Firstly, it’s helpful to have some words to count. Here’s a simple approach:
string test = "The cat sat on the mat.";
string[] words = test.Split(' ');
(In F# I populated a list of words directly, so there’s an extra line of C# here – largely because I started with my previous C# code.) Right, now to the counting in one line:
var result = from word in words
let strippedWord = StripPunctuation(word).ToLower()
where strippedWord.Length > 0
group word by strippedWord into grouped
select new { Word = grouped.Key, Count = grouped.Count() };
You may have noticed a call to StripPunctuation – a utility function I had in my previous C# code. Here it is (declared static as I was running it in a console application:
private static string StripPunctuation(string word)
{
string result = word;
if (result.Length > 0)
{
if (char.IsPunctuation(result[0]))
{
result = result.TrimStart(result[0]);
}
if (result.Length > 0)
{
if (char.IsPunctuation(result[result.Length - 1]))
{
result = result.TrimEnd(result[result.Length - 1]);
}
}
}
return result;
}
And now, with a little sprinkling of dynamic capability, outputting the results to the console:
foreach (dynamic entry in result)
{
Console.WriteLine("{0}\t{1}", entry.Word, entry.Count);
}
So it is possible to apply the more functional approach courtesy of LINQ, although there’s still more code than I had in F#. The C# is doing a couple of extra things (it strips out punctuation and is case insensitive) – but the point isn’t really the comparison between the two examples so much as the fact that by grasping some functional concepts can result in a change to your C# – which is a good reason to learn some F#.

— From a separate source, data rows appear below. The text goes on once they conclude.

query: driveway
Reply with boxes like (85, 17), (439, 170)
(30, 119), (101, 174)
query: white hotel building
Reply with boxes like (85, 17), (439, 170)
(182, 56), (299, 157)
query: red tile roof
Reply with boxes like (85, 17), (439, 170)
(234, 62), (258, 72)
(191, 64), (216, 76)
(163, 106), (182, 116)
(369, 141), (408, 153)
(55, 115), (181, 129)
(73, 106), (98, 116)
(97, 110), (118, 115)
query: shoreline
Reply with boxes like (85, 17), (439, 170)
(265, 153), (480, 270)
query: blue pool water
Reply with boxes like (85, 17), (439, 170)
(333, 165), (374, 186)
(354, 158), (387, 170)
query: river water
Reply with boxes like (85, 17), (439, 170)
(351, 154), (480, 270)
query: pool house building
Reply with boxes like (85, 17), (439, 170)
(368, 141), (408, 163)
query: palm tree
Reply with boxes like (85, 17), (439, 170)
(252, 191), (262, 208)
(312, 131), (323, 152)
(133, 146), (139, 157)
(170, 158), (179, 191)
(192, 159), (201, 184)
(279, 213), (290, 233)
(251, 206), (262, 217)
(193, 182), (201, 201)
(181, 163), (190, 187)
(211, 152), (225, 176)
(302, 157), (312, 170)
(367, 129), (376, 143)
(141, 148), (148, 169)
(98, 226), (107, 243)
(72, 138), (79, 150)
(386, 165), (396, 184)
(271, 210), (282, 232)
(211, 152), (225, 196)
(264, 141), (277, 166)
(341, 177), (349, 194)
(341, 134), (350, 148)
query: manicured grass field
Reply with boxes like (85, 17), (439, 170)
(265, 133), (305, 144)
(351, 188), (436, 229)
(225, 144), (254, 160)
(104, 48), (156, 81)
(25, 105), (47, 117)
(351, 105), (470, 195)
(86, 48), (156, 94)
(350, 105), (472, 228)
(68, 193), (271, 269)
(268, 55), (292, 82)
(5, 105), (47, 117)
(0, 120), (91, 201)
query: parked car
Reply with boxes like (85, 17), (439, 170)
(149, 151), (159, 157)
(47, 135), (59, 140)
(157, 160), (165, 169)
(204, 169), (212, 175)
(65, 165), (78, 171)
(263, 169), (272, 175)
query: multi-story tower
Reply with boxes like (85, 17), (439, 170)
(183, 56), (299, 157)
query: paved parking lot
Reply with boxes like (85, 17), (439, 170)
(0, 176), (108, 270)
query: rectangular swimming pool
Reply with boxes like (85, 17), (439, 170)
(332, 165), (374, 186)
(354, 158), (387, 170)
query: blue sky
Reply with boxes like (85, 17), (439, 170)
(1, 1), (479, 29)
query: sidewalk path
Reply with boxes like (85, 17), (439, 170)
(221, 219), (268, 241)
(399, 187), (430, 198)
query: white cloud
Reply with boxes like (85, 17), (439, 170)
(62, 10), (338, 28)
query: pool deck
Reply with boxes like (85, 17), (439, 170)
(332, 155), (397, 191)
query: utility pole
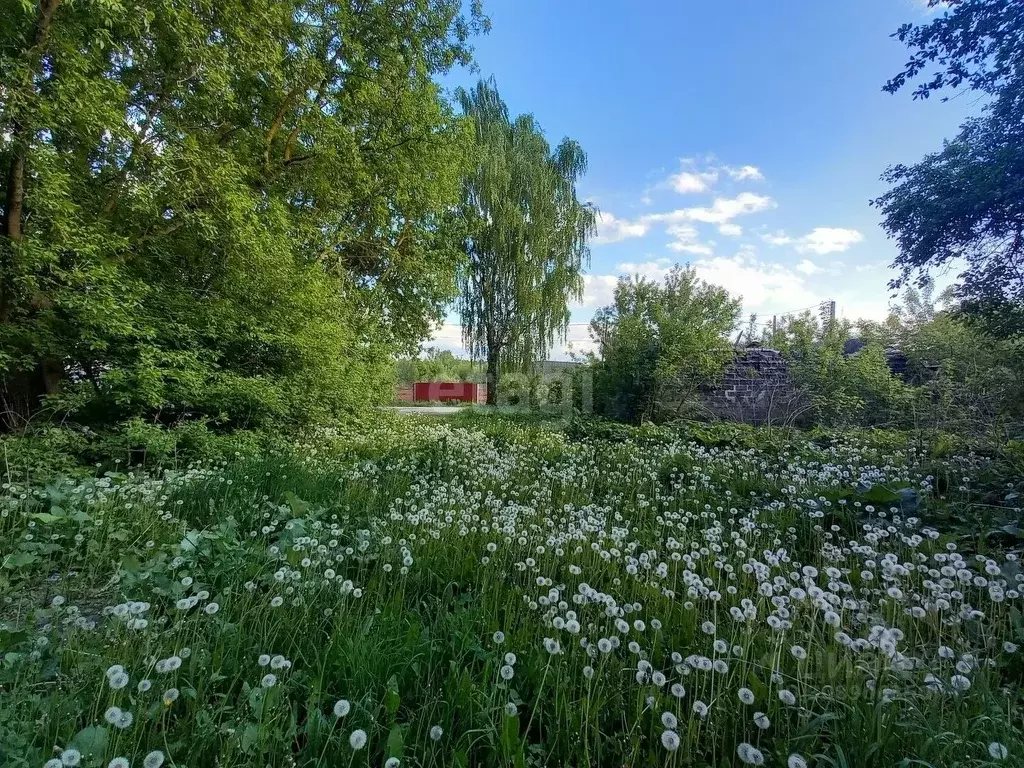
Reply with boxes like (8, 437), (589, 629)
(819, 300), (836, 329)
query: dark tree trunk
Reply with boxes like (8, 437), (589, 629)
(0, 0), (65, 430)
(486, 348), (499, 406)
(1, 359), (63, 431)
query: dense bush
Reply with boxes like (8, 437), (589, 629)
(587, 266), (740, 424)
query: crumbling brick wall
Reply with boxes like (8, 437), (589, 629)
(702, 348), (805, 425)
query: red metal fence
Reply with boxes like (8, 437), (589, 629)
(397, 382), (487, 403)
(411, 381), (485, 403)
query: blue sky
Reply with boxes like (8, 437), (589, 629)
(433, 0), (979, 357)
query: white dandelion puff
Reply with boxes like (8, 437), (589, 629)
(660, 729), (680, 751)
(349, 729), (367, 750)
(988, 742), (1008, 760)
(333, 699), (351, 718)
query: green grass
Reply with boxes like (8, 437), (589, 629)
(1, 416), (1022, 767)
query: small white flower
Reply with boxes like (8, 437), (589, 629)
(788, 753), (808, 768)
(261, 674), (277, 688)
(104, 706), (123, 724)
(143, 752), (164, 768)
(737, 742), (765, 765)
(61, 749), (83, 767)
(430, 725), (444, 741)
(660, 711), (677, 729)
(738, 687), (755, 705)
(349, 729), (367, 750)
(258, 654), (271, 667)
(493, 631), (505, 644)
(950, 674), (971, 692)
(753, 711), (770, 729)
(384, 759), (400, 768)
(988, 742), (1008, 760)
(108, 671), (129, 690)
(333, 699), (351, 718)
(108, 759), (130, 768)
(660, 729), (680, 751)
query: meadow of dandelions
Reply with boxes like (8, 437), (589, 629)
(1, 416), (1022, 767)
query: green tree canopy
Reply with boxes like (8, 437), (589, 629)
(875, 0), (1024, 337)
(455, 78), (595, 404)
(589, 265), (740, 424)
(0, 0), (485, 429)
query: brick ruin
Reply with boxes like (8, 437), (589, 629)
(701, 343), (913, 425)
(702, 348), (798, 425)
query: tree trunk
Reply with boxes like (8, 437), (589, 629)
(0, 0), (65, 430)
(1, 359), (62, 431)
(486, 348), (499, 406)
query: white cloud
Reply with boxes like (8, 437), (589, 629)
(854, 260), (888, 273)
(669, 169), (719, 194)
(593, 211), (651, 244)
(574, 274), (620, 309)
(761, 230), (793, 246)
(667, 192), (775, 225)
(423, 322), (468, 357)
(592, 193), (773, 247)
(691, 251), (818, 311)
(796, 259), (823, 275)
(666, 224), (714, 255)
(726, 165), (764, 181)
(615, 257), (676, 283)
(796, 227), (864, 255)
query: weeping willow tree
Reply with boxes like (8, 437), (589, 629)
(456, 79), (596, 405)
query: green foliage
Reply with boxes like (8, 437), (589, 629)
(0, 0), (486, 430)
(0, 415), (1021, 767)
(767, 314), (912, 428)
(861, 294), (1024, 436)
(0, 419), (281, 484)
(455, 79), (595, 404)
(589, 265), (741, 424)
(878, 0), (1024, 337)
(396, 348), (481, 385)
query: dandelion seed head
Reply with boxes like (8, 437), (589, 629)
(349, 729), (367, 750)
(660, 729), (680, 751)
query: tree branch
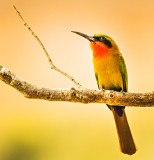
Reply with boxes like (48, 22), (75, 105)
(1, 6), (152, 107)
(0, 65), (153, 107)
(13, 5), (82, 88)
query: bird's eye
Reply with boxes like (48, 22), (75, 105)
(99, 36), (105, 41)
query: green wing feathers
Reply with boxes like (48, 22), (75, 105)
(120, 55), (128, 92)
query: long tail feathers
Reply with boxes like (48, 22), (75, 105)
(111, 107), (137, 155)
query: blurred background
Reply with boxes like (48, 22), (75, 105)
(0, 0), (154, 159)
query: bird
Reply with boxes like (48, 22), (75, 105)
(72, 31), (137, 155)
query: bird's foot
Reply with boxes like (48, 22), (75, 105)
(120, 90), (125, 96)
(100, 88), (105, 92)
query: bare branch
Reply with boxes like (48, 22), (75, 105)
(0, 65), (153, 107)
(13, 5), (82, 87)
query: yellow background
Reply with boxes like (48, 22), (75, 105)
(0, 0), (154, 159)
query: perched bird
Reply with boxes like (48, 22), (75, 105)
(72, 31), (137, 155)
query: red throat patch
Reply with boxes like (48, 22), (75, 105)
(90, 41), (110, 58)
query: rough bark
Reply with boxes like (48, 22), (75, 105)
(0, 65), (153, 107)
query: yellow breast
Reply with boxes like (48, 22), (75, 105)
(93, 54), (123, 91)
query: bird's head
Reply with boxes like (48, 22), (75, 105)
(72, 31), (119, 58)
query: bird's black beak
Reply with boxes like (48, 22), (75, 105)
(71, 31), (95, 42)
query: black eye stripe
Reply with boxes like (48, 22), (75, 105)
(99, 37), (105, 41)
(102, 38), (112, 48)
(93, 36), (112, 48)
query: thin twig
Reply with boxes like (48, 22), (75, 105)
(13, 5), (82, 87)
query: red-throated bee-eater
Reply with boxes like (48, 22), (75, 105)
(72, 31), (137, 155)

TF#I Friday #4 : In which I count some words
For a recent MSDN Flash article I wrote some simple code to calculate word frequency in C#. As I get to grips with F#, I’m learning that the most rewarding but also the most difficult aspect is to think in a more functional way. To count words in an imperative style (as I did in my C# example) I would iterate through a collection of words and keep a running count. And, of course, you could write code in F# to do that. But what would be the point? How about approaching it in a different fashion? So, with those questions in mind, I fired up Visual Studio and went about trying to bend my brain into a more F# like shape. One of the things I like about F# is F# Interactive – a REPL which makes trying out and learning F# (as well as prototyping) easy – so that was where I started. First thing I needed to do was to create a list of words (since at this stage I’m concerned simply with calculating frequency and not reading files or strings.) It’s fairly simple to do that in F#:
let words = ["the"; "cat"; "sat"; "on"; "the"; "mat"];;
(the double semicolons are signal to F# Interactive the completion of a statement.) After reading a bit about processing sequences in F#, I spotted that there is a function to count elements in a list – it can easily be used against the whole list like this:
let count = words |> Seq.countBy(fun x -> x);;
The countBy function takes a function to generate a key – in this case we can use each individual word. To see if that has worked, we can print out the contents of the result:
printfn "%A" count;;
And in this case, I got the following result:
seq [("the", 2); ("cat", 1); ("sat", 1); ("on", 1); …]
val it : unit = ()
Which means it worked as intended. There’s work to be done to make it the equivalent of the C# code, but the core counting is implemented in one line of code.